3. Having no more time to say more, my Christian brethren, I will tell you a delicious narrative from the Gerontikon concerning slander:
In a certain monastery there was a monk who seemed negligent in his duties. He was not diligent at the divine services and his other ministries. This monk became ill and his end was near. The Elder of the monastery went to advise him to show repentance, so that his soul would be saved. In a good way he told him that he was negligent in his duties and he had to repent of this to find God's mercy. But the monk asked him a strange question:
"Elder, is the Gospel true?"
At this I suppose the Elder thought: "I'm talking to him about repentance, and he's asking me about whether or not the Gospel is true!" The Elder responded:
"The Gospel is true, my child."
"Well Elder," said the monk again, "if the Gospel is true, then I will not be condemned by Christ. Because Christ said: 'Judge not, and you shall not be judged.' It is true that I was negligent in my duties, but in my entire monastic life, I never accused another brother. And because I didn't judge anyone, I will not be judged by Christ."

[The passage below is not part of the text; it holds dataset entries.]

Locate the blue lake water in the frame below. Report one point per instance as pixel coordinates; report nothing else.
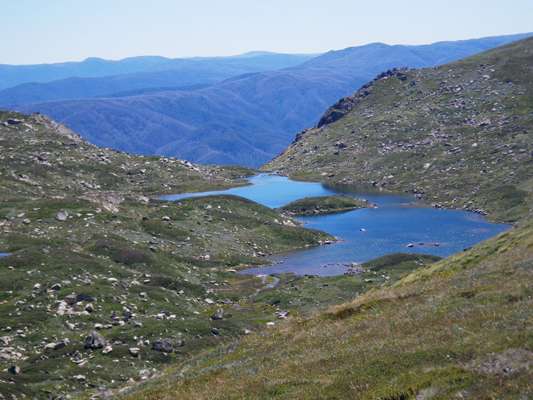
(396, 223)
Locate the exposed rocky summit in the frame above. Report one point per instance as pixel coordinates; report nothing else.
(460, 135)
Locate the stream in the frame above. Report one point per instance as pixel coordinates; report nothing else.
(398, 224)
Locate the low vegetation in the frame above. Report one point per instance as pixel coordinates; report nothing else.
(457, 136)
(94, 255)
(323, 205)
(460, 328)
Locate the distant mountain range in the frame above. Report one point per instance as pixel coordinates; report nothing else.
(94, 77)
(246, 119)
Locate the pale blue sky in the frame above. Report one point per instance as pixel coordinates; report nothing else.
(36, 31)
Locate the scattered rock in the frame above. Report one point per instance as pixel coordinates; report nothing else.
(218, 315)
(163, 345)
(14, 369)
(134, 351)
(94, 341)
(62, 216)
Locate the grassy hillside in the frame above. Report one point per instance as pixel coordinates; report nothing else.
(248, 119)
(458, 329)
(93, 251)
(460, 135)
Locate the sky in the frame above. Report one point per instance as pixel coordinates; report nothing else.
(46, 31)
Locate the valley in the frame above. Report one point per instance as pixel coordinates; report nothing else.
(246, 119)
(386, 253)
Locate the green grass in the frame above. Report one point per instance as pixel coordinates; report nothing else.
(433, 334)
(458, 136)
(323, 205)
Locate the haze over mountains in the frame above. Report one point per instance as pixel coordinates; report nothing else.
(246, 119)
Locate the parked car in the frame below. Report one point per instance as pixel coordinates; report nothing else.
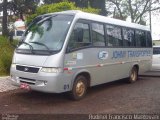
(156, 58)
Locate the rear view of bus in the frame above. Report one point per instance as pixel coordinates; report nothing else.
(73, 50)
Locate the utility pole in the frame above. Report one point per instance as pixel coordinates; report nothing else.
(150, 15)
(4, 21)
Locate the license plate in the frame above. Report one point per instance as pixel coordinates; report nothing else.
(25, 86)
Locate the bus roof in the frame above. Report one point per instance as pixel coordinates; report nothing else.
(89, 16)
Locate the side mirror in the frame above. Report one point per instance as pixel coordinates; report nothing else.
(79, 35)
(11, 39)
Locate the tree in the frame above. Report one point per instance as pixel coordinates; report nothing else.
(51, 1)
(4, 21)
(136, 9)
(23, 7)
(99, 4)
(57, 7)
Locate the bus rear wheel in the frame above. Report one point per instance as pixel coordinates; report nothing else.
(79, 88)
(133, 77)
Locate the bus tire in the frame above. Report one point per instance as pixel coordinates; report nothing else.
(79, 88)
(133, 77)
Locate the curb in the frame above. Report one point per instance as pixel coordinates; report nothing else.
(152, 73)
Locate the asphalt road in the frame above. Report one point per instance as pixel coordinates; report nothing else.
(119, 97)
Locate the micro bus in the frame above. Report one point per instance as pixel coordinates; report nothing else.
(70, 51)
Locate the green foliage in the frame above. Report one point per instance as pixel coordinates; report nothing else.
(6, 53)
(57, 7)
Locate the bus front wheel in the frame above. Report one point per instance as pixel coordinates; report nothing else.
(133, 77)
(79, 88)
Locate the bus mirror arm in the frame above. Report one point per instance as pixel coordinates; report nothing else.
(11, 40)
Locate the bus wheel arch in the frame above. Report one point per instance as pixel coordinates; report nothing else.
(133, 75)
(80, 85)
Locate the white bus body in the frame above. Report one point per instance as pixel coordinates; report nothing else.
(73, 50)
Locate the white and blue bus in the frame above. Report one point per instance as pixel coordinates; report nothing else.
(72, 50)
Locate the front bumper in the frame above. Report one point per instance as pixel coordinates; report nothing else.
(43, 82)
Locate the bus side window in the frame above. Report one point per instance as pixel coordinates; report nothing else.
(98, 34)
(80, 37)
(149, 39)
(114, 36)
(140, 38)
(128, 36)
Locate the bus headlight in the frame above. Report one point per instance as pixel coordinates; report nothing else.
(13, 65)
(51, 70)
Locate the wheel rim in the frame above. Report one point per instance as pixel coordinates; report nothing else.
(80, 88)
(133, 75)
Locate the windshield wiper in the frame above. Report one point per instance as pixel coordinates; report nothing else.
(30, 46)
(38, 43)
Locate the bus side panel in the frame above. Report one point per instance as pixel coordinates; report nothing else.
(107, 64)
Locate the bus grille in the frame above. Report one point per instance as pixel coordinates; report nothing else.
(27, 69)
(28, 81)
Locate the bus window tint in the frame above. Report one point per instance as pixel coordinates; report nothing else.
(98, 34)
(156, 50)
(149, 39)
(79, 37)
(128, 36)
(140, 38)
(114, 36)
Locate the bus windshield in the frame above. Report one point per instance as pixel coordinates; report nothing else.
(47, 34)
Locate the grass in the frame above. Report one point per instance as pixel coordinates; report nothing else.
(6, 53)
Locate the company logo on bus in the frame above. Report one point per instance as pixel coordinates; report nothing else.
(26, 69)
(103, 55)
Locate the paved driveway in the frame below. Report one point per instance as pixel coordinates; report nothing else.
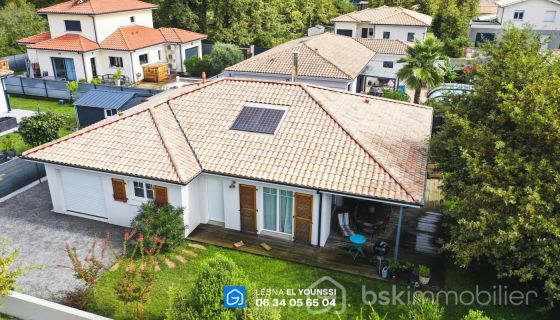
(39, 235)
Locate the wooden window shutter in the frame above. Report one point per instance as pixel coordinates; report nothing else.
(119, 190)
(160, 195)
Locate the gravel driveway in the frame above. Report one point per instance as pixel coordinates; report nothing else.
(39, 235)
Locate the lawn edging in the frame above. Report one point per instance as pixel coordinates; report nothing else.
(30, 308)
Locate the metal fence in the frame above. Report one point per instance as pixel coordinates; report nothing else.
(18, 173)
(57, 89)
(17, 62)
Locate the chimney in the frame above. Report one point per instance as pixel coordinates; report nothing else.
(295, 55)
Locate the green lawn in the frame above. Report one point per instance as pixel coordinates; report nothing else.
(66, 110)
(277, 274)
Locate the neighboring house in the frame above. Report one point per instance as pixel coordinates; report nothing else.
(255, 156)
(97, 104)
(326, 59)
(381, 72)
(542, 15)
(91, 38)
(383, 23)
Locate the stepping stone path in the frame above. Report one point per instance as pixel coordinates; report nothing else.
(169, 263)
(190, 253)
(197, 246)
(180, 258)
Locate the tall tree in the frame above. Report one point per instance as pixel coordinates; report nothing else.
(451, 24)
(18, 19)
(419, 70)
(499, 151)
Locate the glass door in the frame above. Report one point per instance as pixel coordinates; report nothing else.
(64, 68)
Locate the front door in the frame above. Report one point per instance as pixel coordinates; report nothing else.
(64, 68)
(93, 68)
(248, 208)
(303, 217)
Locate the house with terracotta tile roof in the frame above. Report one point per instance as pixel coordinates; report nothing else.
(94, 38)
(329, 60)
(383, 23)
(260, 157)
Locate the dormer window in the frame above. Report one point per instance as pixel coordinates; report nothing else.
(73, 25)
(259, 118)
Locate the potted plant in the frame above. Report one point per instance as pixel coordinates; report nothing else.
(394, 267)
(424, 274)
(8, 147)
(117, 76)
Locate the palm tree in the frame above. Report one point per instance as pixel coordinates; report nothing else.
(420, 70)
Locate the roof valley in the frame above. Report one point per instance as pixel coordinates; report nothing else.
(318, 101)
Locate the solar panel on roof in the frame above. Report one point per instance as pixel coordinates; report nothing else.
(261, 120)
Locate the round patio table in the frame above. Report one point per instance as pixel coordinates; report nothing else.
(357, 247)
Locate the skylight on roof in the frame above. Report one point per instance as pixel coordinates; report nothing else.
(257, 118)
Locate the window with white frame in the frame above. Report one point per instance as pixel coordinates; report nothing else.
(110, 112)
(115, 62)
(518, 14)
(278, 210)
(410, 37)
(550, 16)
(387, 64)
(143, 58)
(143, 190)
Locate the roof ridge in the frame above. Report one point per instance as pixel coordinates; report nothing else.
(124, 38)
(401, 185)
(327, 60)
(166, 146)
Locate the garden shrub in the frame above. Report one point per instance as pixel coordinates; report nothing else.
(205, 299)
(165, 222)
(422, 308)
(475, 315)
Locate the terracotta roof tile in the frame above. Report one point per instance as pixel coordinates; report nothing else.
(386, 15)
(35, 38)
(326, 55)
(97, 6)
(66, 42)
(328, 140)
(180, 35)
(384, 46)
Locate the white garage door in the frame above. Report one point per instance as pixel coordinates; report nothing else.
(83, 193)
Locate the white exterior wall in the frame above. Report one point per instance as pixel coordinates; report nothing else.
(326, 82)
(58, 28)
(347, 26)
(326, 211)
(400, 32)
(119, 213)
(105, 24)
(43, 57)
(180, 53)
(231, 206)
(375, 67)
(3, 97)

"My, my!," said the Elder, "we struggle hard for our salvation and this monk, whom we call negligent, found the easier and better path by which to obtain salvation. And he will succeed!"

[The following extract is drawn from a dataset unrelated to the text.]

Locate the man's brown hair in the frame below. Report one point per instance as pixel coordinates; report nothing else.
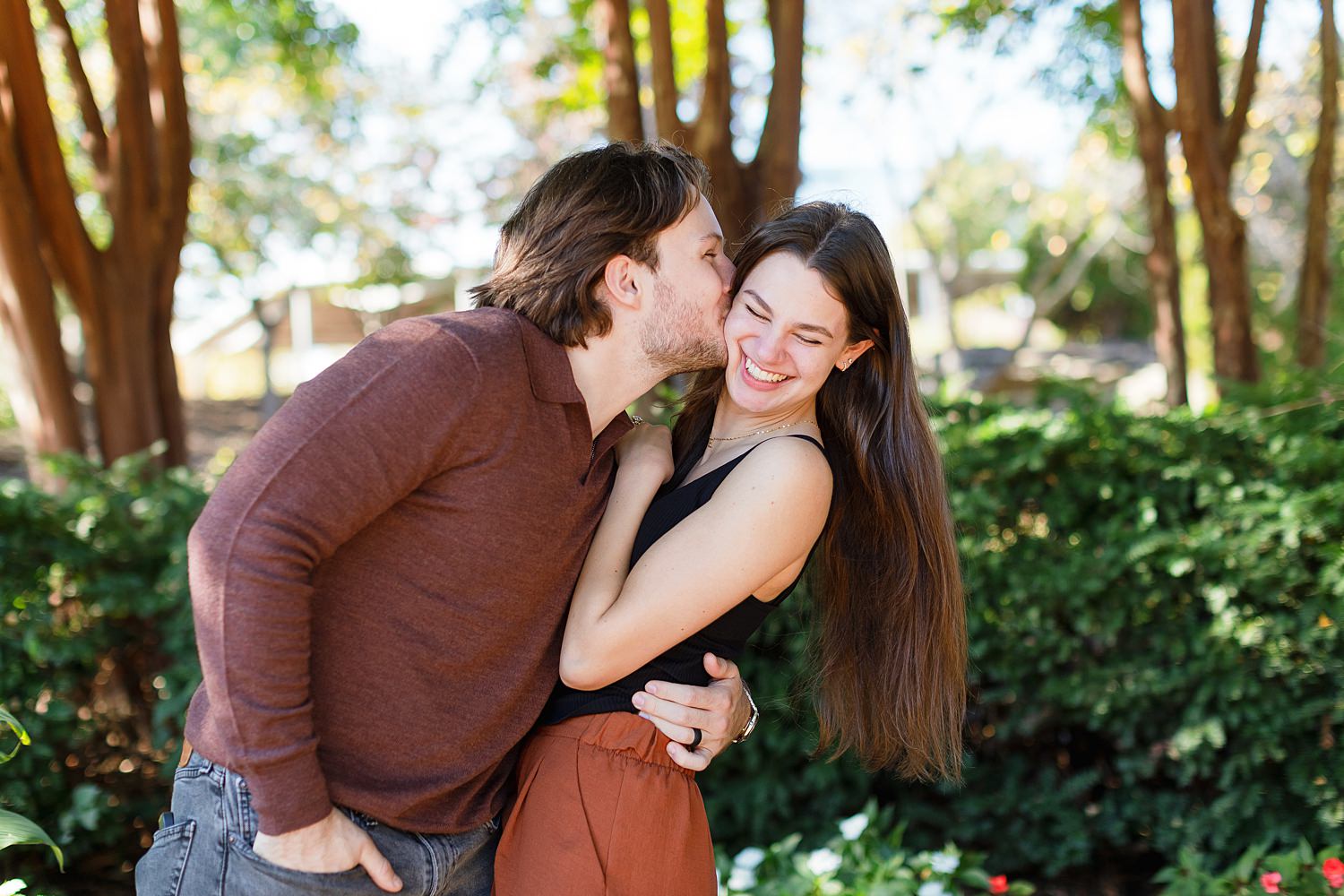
(577, 217)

Then all the brothers remembered that this brother, who appeared as a negligent monk, never ever accused anyone. And by this everyone learned a lesson that above all things they must be careful of slander and condemnation, and that they should first look at the log in their own eye and not blame another who has a splinter in their eye (c.f. Matt. 7:3).
Brethren, let us not blame anyone, that we may find mercy on the day of judgement.